Ideally, if you are going to put in a large machine somewhere, you should make the processor decision perhaps two years ahead of when that is delivered and revisit that decision even closer to the installation deadline.
We are trying to have flexibility, build the right hardware and software infrastructure and bind that as late as we can. We talk to everyone; we have detailed discussions with Intel, Nvidia, ARM, and AMD and even people building specialized processors so we can use the best nearest-term projects we have to make that late-as-possible decision. End customers, of course, have their own biases or workloads that lend themselves to one processor or another. We really do not see how it is going to shake out in four years and we want to have the flexibility to make that call. It is a very deliberate strategy on our part.
TPM: When can you start doing R&D on new technologies?

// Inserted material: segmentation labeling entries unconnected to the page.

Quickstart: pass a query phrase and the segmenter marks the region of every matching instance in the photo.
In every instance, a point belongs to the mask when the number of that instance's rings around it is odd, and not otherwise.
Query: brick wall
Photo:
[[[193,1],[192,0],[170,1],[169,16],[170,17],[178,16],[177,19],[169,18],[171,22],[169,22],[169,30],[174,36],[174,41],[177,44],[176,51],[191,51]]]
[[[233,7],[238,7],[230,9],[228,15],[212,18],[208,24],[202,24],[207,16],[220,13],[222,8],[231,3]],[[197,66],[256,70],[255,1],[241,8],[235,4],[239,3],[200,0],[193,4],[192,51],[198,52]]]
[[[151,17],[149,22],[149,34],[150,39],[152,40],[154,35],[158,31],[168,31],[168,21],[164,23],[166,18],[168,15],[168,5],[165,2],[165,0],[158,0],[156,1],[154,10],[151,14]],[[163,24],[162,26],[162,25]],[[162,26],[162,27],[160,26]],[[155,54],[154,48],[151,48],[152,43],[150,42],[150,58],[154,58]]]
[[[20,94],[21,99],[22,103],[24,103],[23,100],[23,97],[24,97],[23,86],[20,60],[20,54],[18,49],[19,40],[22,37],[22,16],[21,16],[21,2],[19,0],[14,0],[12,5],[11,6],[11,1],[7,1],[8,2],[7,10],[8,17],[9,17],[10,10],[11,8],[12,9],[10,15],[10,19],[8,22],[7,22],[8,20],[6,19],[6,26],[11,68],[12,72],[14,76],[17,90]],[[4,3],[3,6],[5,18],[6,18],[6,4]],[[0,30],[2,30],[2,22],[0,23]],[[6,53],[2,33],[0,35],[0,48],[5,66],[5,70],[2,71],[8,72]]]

When do guys in labs start with integrating stuff? You can’t be too dependent on anything, as you know from Cray’s experience with AMD’s “Barcelona” Opterons.
Steve Scott: We did get burned, and it was because we had an infrastructure in the Cray XT and XE that was tied to a specific processor line because our interconnect ASICs were based on HyperTransport and not PCI-Express. That is why we moved to PCI-Express. It gave us an interface – from an ASIC perspective, and that is a four-year investment to build one – that was open. From a board design and software stack perspective it is possible to have a shorter time horizon of around eighteen months. It is possible to build a board for a specific processor, get it through test and then into production systems in about that timeframe.
TPM: If you decide XC50 should have alternate CPUs or GPUs, for instance, because the price/performance is far better – what if customers pull you that way? In 2003 through 2005, you were in front of Opteron then IBM got in, then HP got in, and Dell was finally dragged kicking and screaming into the market after holding onto railings for a long time. If the processor is decent and the price is okay, do you anticipate that and are you in the pattern for that? Is AMD back in the game?
Steve Scott: Diversity is great. Look at the Department of Energy exascale program and the emphasis on diversity in processors and systems companies. Diversity is good for risk mitigation and for meeting a diverse market. It is important for the market and we are talking to everyone – and we are open to shipping multiple processors. In our next generation “Shasta” systems that come out in 2019, we will support Intel but we will also support other processors.
The XC system in the meantime has the ability to support interesting things that might come along in a PCI-Express form factor. The XC50 has the ability to put full-sized PCI-Express cards on every node and today we ship our Pascal GPUs in the XC50 in PCI-Express form factor, so it is possible to put an FPGA card there as well, for example.
With the CS Storm line, it is quicker to plug in new things. Those eighteen months have more to do with the high-end systems. We can be nimbler in the cluster space.
TPM: Wither ARM? It is not a power issue really, because ARM chips seem just as hot as Xeons. It is about an alternative, but then with the Naples Epyc processor, you can have an alternative with the same instruction set, so why bother?
Steve Scott: I do expect ARM to make inroads into traditional high-end HPC and I do expect that one of the exascale systems will likely be an ARM-based system.
We are starting to see some credible processor companies that will be shipping good ARMv8 64-bit server processors. We have not had that to date – the market has been chips optimized for mobile and some 32-bit servers and some weak initial 64-bit servers. That will be changing, but how fast they make inroads, the market will have to determine. But I do expect them to break into HPC to some degree.